Bundled in a function

shuffle <- function(x, min.dist=2){
    stopifnot(min.dist < length(unique(x)))
    reduce(integer(length(x)-1), ~c(.x, sample(x[!x %in% tail(.x, min.dist)], 1)), .init=sample(x,1))
}

> shuffle(x, 3)
 [1] "A" "C" "B" "D" "E" "A" "B" "C" "E" "D" "A" "B" "C" "E" "A"
> shuffle(x, 3)
 [1] "A" "B" "D" "E" "C" "A" "B" "D" "E" "C" "A" "D" "E" "C" "A"
> shuffle(x, 4)
 [1] "C" "E" "D" "A" "B" "C" "E" "D" "A" "B" "C" "E" "D" "A" "B"
> shuffle(x, 4)
 [1] "A" "B" "D" "E" "C" "A" "B" "D" "E" "C" "A" "B" "D" "E" "C"
> shuffle(x, 2)
 [1] "E" "A" "D" "E" "B" "D" "A" "E" "C" "D" "A" "E" "C" "A" "B"
> shuffle(x, 2)
 [1] "B" "A" "D" "C" "B" "A" "E" "B" "A" "E" "B" "C" "D" "A" "E"

after @27ϕ9 comment:

shuffle <- function(x, min.dist=2){
    stopifnot(min.dist < length(unique(x)))
    reduce(integer(length(x)-1), ~ c(.x, sample(x[!x %in% tail(.x, min.dist) &( x %in% names(t <- table(x[x%in%.x]) > table(.x))[t] | !x %in% .x)], 1)), .init=sample(x,1))
}
> table(shuffle(rep(LETTERS[1:5], 3),2))

A B C D E 
3 3 3 3 3 
> table(shuffle(rep(LETTERS[1:5], 3),2))
Error in sample.int(length(x), size, replace, prob) : 
  invalid first argument

UPDATE

After some trial and error, looking at the fact that not always you're gonna have enough elements to space out the min.dist I came up with a solution this code is the most explained from the ones above :

shuffle <- function(x, min.dist=2){
    stopifnot(min.dist < length(unique(x)))
    reduce(integer(length(x)-1), function(.x, ...){
        # whether the value is in the tail of the aggregated vector
        in.tail <- x %in% tail(.x, min.dist)
        # whether a value still hasn't reached the max frequency
        freq.got <- x %in% names(t<-table(x[x%in%.x]) > table(.x))[t]
        # whether a value isn't in the aggregated vector
        yet <- !x %in% .x
        # the if is there basically to account for the cases when we don't have enough vars to space out the vectors
         c(.x, if(any((!in.tail & freq.got) | yet )) sample(x[(!in.tail & freq.got) | yet ], 1) else  x[which(freq.got)[1]] )
    }, .init=sample(x,1))
}

now running the table(shuffle(rep(LETTERS[1:5], 3),2)) will always return 3 for all vars and we can say with some certainty that in the vector the variables are spaced with a minimum distance of 2. the only way to guarantee that no elements are duplicated is by using min.dist=length(unique(x))-1 otherwise there will be instances where at maximum r < min.dist elements are not min.dist distanced from their last occurrences, and if such elements exist they're going to be in the length(x) + 1 - 1:min.dist subset of the resulting vector.
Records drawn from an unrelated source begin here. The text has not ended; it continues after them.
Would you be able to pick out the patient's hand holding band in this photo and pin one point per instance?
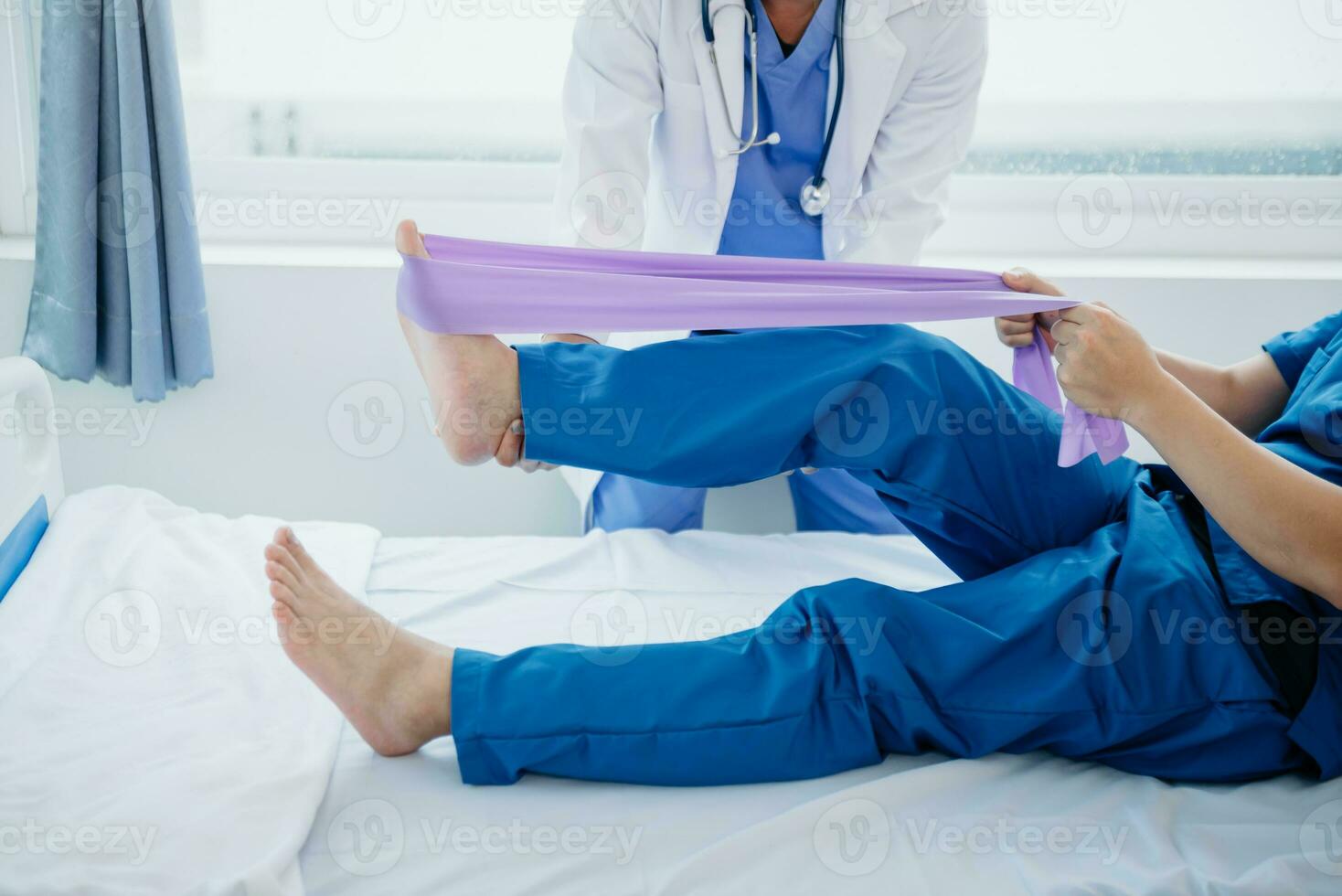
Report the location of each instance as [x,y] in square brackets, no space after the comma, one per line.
[482,287]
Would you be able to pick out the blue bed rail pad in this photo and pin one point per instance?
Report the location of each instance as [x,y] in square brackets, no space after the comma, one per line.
[19,545]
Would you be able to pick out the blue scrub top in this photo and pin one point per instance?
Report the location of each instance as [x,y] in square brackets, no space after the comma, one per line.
[1309,435]
[765,216]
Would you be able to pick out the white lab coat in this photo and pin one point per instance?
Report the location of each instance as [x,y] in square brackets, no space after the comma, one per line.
[645,126]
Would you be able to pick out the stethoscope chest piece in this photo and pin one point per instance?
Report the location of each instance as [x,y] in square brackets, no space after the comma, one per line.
[815,196]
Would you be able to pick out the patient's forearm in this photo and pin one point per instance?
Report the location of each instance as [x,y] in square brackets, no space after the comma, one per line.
[1248,395]
[1284,517]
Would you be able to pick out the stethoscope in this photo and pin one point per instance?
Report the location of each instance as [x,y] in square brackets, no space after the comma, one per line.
[815,192]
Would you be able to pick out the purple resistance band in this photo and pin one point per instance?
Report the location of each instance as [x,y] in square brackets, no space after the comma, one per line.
[473,286]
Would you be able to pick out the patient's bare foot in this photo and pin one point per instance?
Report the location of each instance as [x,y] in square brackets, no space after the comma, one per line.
[392,686]
[472,379]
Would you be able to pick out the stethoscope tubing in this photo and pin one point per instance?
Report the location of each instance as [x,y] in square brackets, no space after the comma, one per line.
[817,180]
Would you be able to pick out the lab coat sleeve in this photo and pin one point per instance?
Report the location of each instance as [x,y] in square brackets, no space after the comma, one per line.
[612,92]
[923,138]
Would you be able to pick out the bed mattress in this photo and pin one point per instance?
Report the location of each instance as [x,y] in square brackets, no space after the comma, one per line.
[911,825]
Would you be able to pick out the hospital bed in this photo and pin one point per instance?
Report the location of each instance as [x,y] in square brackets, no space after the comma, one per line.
[154,738]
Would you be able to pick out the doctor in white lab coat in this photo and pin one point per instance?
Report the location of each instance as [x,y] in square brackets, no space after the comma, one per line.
[650,126]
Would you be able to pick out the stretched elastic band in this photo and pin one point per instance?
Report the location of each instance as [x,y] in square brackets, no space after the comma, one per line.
[473,286]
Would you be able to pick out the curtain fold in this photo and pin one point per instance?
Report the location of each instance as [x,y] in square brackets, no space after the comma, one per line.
[117,287]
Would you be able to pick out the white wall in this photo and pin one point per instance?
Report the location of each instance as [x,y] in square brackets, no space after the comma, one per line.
[289,341]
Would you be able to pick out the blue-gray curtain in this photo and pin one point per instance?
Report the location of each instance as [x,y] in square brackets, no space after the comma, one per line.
[117,289]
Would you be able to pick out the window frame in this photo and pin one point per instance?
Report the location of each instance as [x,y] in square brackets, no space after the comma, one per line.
[19,45]
[992,215]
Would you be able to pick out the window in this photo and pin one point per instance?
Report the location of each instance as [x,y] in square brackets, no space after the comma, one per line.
[1195,86]
[327,120]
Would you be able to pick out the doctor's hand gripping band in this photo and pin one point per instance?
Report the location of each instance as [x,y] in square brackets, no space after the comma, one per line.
[474,286]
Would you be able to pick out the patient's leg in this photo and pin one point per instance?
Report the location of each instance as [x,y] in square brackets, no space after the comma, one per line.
[390,684]
[1052,654]
[965,460]
[472,379]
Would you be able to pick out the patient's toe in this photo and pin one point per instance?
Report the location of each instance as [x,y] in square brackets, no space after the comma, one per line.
[277,573]
[282,614]
[409,240]
[283,594]
[283,557]
[300,554]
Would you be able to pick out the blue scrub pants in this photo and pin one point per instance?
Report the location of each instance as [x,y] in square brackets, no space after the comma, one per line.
[825,500]
[1089,625]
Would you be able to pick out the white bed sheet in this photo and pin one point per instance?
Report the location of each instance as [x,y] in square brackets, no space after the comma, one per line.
[911,825]
[154,735]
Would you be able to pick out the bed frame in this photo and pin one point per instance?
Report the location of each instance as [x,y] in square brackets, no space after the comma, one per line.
[31,493]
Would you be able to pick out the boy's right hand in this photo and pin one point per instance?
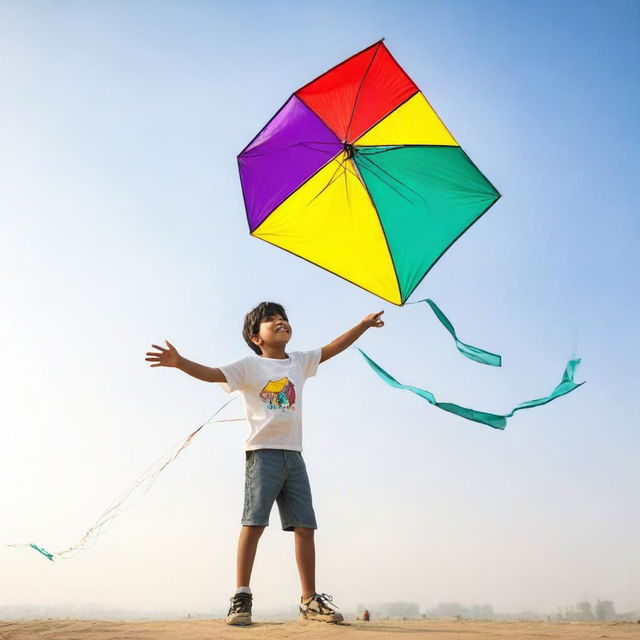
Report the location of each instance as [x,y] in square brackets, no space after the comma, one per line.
[163,357]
Just to be completely certain using a loop to check whether tail of the output vector has unique values: (remove the print statement I used it just for demonstration purposes)
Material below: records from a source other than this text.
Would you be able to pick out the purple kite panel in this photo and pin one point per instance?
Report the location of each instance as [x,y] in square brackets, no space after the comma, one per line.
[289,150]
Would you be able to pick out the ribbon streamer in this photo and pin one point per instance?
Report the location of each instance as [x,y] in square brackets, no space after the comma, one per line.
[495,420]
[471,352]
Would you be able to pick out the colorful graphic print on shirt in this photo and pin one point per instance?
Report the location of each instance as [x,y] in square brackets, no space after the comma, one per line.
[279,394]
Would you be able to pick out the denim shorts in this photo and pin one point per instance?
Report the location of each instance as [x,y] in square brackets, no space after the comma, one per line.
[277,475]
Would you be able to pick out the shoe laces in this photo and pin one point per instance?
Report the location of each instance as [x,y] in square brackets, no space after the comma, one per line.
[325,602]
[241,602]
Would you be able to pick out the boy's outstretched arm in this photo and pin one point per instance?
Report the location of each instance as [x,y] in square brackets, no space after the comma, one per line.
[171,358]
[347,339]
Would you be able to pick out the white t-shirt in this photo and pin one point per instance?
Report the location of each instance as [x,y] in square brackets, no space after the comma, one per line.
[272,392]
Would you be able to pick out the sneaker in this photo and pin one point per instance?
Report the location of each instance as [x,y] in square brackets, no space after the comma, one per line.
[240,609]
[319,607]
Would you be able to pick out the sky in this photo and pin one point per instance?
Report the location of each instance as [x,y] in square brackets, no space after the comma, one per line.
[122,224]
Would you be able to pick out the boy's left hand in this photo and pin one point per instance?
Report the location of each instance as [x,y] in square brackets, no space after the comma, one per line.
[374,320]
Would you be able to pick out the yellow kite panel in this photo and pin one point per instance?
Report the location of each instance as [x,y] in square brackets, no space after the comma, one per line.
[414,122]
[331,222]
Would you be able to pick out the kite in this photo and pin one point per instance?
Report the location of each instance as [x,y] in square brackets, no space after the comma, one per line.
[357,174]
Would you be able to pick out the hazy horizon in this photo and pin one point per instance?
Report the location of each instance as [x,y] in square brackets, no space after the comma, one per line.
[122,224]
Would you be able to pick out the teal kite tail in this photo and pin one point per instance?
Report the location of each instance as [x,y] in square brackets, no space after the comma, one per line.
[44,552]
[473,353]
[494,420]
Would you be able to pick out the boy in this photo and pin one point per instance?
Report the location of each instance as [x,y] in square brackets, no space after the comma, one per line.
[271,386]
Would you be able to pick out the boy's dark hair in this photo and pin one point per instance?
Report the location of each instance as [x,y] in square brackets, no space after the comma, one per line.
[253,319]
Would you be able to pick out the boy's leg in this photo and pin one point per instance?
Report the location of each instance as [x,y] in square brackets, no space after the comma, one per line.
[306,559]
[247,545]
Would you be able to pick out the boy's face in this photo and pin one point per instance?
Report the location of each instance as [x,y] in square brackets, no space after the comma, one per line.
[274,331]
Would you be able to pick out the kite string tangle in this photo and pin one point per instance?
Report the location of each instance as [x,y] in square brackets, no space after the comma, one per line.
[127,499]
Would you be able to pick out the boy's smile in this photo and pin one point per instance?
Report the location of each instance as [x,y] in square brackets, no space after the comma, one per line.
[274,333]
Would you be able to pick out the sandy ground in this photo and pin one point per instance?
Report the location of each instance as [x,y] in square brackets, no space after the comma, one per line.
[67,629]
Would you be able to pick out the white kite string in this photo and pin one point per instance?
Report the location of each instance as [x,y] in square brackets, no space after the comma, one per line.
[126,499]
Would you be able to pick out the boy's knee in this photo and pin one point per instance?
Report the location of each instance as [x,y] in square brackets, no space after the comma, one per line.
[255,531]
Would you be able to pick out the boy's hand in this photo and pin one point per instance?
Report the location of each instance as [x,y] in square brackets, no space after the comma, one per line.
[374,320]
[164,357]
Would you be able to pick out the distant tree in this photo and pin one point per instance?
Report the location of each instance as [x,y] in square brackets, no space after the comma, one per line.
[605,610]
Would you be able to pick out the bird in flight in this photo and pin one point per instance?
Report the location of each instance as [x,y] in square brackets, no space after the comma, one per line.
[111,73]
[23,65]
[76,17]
shuffler <- function(x, min.dist=2){
    while(!length(unique(print(tail(l<-shuffle(x, min.dist=min.dist), min.dist+1))))==min.dist+1){}
    l
}

table(print(shuffler(rep(LETTERS[1:5], 3),2)))
 [1] "A" "B" "C" "E" "B" "C" "D" "A" "C" "D" "A" "E" "B" "D" "E"

A B C D E 
3 3 3 3 3 

table(print(shuffler(rep(LETTERS[1:5], 3),2)))
[1] "D" "C" "C"
[1] "C" "C" "E"
[1] "C" "A" "C"
[1] "D" "B" "D"
[1] "B" "E" "D"
 [1] "C" "A" "E" "D" "A" "B" "C" "E" "A" "B" "D" "C" "B" "E" "D"

A B C D E 
3 3 3 3 3

Update:

shuffler <- function(x, min.dist=2){
    while(any(unlist(lapply(unique(tl<-tail(l<-shuffle(x, min.dist=min.dist), 2*min.dist)), function(x) diff(which(tl==x))<=min.dist)))){}
    l
}

this new version does a rigorous test on whether the elements in the tail of the vector are min.distanced, the previous version works for min.dist=2, however this new version does better testing.